Peek into a modern wonderland in the hills of Ventura

“The rooftop terrace literally has a 360-degree view. It covers the entire top of the master bedroom."


n interior designer by profession, Philip Nimmo is an artist at heart. Based in West Hollywood, he’s worked on projects around the globe but found his dream client right here in Ventura. “The world should have more people like her,” he says of the young homeowner, who prefers to remain out of the spotlight. “She is loving, caring, and philanthropic, an amazing girl.” Here, we step into the mod glass house Nimmo designed and built in our local hills—and let him paint the scene with his own words.

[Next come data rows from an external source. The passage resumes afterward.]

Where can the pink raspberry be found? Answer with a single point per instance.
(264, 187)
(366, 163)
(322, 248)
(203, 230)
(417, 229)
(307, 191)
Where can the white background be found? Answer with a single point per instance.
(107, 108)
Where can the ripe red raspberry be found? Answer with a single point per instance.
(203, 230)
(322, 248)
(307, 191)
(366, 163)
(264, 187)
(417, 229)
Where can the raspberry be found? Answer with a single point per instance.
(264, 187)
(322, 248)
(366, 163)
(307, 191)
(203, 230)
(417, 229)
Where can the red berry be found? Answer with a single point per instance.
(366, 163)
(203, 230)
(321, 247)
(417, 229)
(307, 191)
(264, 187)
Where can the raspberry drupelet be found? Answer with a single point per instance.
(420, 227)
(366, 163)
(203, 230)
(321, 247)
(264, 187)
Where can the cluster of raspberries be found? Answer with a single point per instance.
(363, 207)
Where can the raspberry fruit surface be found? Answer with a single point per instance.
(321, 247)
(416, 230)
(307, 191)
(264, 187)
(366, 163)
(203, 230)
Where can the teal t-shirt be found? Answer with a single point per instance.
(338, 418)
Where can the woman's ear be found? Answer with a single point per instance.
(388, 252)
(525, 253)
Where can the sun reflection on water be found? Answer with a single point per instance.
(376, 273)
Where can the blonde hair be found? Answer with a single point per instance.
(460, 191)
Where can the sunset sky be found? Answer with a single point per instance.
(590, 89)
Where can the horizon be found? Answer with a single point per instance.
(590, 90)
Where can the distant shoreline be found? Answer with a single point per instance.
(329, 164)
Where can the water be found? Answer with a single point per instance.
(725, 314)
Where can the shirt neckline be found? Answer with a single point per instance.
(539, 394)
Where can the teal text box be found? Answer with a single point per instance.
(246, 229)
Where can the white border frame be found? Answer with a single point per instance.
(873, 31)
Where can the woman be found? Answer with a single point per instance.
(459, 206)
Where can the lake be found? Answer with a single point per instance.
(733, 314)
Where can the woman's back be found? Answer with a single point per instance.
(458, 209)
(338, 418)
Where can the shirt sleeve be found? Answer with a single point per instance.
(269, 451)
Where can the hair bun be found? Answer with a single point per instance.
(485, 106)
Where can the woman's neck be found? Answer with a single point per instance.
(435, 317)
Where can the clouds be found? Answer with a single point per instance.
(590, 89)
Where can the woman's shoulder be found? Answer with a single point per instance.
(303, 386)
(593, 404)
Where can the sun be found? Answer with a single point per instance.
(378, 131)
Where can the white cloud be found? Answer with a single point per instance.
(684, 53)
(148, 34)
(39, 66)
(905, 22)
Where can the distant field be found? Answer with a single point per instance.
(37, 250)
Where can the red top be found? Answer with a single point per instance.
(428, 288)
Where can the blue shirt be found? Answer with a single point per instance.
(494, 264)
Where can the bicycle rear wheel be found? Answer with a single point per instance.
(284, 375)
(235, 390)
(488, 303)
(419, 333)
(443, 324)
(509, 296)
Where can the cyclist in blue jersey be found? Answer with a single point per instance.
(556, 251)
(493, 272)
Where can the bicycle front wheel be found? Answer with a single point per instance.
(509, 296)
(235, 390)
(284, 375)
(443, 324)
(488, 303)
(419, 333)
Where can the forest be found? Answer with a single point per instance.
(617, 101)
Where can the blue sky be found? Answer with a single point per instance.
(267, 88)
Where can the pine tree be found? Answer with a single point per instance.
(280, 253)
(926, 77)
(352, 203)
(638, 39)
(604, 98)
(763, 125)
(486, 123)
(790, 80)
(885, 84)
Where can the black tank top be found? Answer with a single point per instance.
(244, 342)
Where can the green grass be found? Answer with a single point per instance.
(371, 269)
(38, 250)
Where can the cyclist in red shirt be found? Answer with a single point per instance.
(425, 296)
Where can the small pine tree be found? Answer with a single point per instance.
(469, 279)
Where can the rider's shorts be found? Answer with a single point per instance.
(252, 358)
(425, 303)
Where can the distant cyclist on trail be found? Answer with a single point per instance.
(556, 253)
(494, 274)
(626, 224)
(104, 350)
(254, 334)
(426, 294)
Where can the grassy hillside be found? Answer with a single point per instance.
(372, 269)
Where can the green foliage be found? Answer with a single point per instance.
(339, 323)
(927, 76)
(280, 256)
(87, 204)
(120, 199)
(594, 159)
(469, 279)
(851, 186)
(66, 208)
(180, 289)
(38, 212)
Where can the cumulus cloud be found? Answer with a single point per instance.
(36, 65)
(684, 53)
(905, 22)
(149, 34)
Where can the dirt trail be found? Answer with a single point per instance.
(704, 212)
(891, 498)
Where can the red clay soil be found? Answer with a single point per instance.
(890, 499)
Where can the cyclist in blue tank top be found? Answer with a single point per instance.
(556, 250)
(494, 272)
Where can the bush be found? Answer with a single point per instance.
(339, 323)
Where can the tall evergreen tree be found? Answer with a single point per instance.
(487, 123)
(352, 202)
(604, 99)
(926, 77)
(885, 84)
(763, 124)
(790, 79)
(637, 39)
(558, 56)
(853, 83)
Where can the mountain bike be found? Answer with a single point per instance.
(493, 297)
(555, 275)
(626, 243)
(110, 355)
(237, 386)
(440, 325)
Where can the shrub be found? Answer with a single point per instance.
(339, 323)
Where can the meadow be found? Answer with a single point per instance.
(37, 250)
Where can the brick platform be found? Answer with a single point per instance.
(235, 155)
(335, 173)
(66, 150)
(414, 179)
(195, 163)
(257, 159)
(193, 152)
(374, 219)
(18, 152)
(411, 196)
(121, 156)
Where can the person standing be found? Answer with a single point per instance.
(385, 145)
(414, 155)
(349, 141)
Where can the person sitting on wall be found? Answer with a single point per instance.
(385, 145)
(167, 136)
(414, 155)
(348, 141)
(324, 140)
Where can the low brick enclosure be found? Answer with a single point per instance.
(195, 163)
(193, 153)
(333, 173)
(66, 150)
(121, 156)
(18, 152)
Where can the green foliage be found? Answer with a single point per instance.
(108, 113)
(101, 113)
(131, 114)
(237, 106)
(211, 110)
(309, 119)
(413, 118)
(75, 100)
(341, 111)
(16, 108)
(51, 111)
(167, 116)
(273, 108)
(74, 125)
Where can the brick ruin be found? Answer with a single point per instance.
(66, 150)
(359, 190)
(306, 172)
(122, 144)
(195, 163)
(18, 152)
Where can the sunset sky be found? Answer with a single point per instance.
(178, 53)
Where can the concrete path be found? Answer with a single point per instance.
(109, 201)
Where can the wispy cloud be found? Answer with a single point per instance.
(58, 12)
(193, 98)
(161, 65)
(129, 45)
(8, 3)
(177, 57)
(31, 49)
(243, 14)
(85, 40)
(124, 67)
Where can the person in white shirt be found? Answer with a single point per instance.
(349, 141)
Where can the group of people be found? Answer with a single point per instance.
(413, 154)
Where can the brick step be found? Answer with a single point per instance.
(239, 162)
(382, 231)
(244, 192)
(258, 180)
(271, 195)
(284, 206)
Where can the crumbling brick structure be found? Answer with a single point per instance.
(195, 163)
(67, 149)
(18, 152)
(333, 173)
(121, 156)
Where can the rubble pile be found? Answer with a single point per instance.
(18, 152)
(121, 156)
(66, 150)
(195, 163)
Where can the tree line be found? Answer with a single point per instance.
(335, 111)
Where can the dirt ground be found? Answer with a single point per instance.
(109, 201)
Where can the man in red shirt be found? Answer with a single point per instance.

“I’m really proud of this kitchen—it’s completely indoor and outdoor. See the spheres? There’s a panel of glass; we have glass pocket doors that slide open. Structurally, it was a feat to figure out how to make it work, but we did it. The light fixture, from Hudson Lighting, is a metal frame with individual strands of chain. The lights are within the body of this ‘creature.’”

“Once again, not a huge space. There’s a terrace above the master bedroom, so you see the staircase. There’s just the bed, a fireplace, and a chair with a side table (one of my designs). The candy red imitation crocodile headboard is my design, too. Above the bed is a painting commissioned from artist Rimi Yang; it’s taken from a photograph of Audrey Hepburn in a crowd of people. The client loves many of the stars from that period. Because it’s a small space, we wanted to get as much light in as possible. We were fortunate to have a balcony outside the bedroom, but rather than a see-through railway we had to do a solid raining to ensure privacy.”

“What is really cool about this structure is that you can push a button and all the sliding doors automatically open. You don’t have to touch them. The window on the far right, next to the bronze bowl, also goes back into the wall, creating full indoor-outdoor living. The other thing that is cool: we have built-in heaters in the ceiling. You walk around the spa to get to the terrace that is above the master bedroom … The chaise material is from Perennials; it’s called Pebble, a cut velvet exterior fabric trimmed in burnt orange. Those are petrified wood side tables. The antique Burmese stone Buddha came from Lee Lacy Gallery. On the limestone wall, we put a large piece of marble as a backdrop for the Buddha.”

“The client loves the color pink, so we found beautiful pink quartz for the tub enclosure (and shower, which you don’t see) that is all backlit. The cabinet is bamboo. The wallpaper is a beautiful treated raw silk from Phillip Jefferies that holds up really well. Because it’s solid glass, from the deck of the tub to the ceiling, the garden is really a part of the bathroom. It almost feels like a rain forest, with an Asian side garden with miniature bamboo. It’s completely private, but the fence, which complements the lines of the house, helped secure that privacy.”

“When my client bought this house, it was a dilapidated, 1940s ranch-style house; if you huffed and puffed, you’d blow it down. We were very involved in the architectural design of the building. With all the zoning, and being a house on the hill, we had to follow the original footprint, so we reconstructed the layout. This is the great room, which includes the dining room and the kitchen to the side. The photograph reminded me a bit of ‘Alice In Wonderland’ – it’s a mushroom (purchased thru Holly Hunt), and it set the tone for the house. It’s not the largest space in the world, so we had to fit in as much as we could without being too tight. We wanted to create an open loft feeling … What we really liked: all the colors are natural and warm. The floor is Crema Marfil limestone, and we chose white walls, white ceiling, and light-colored floors so the cabinetry would pop.”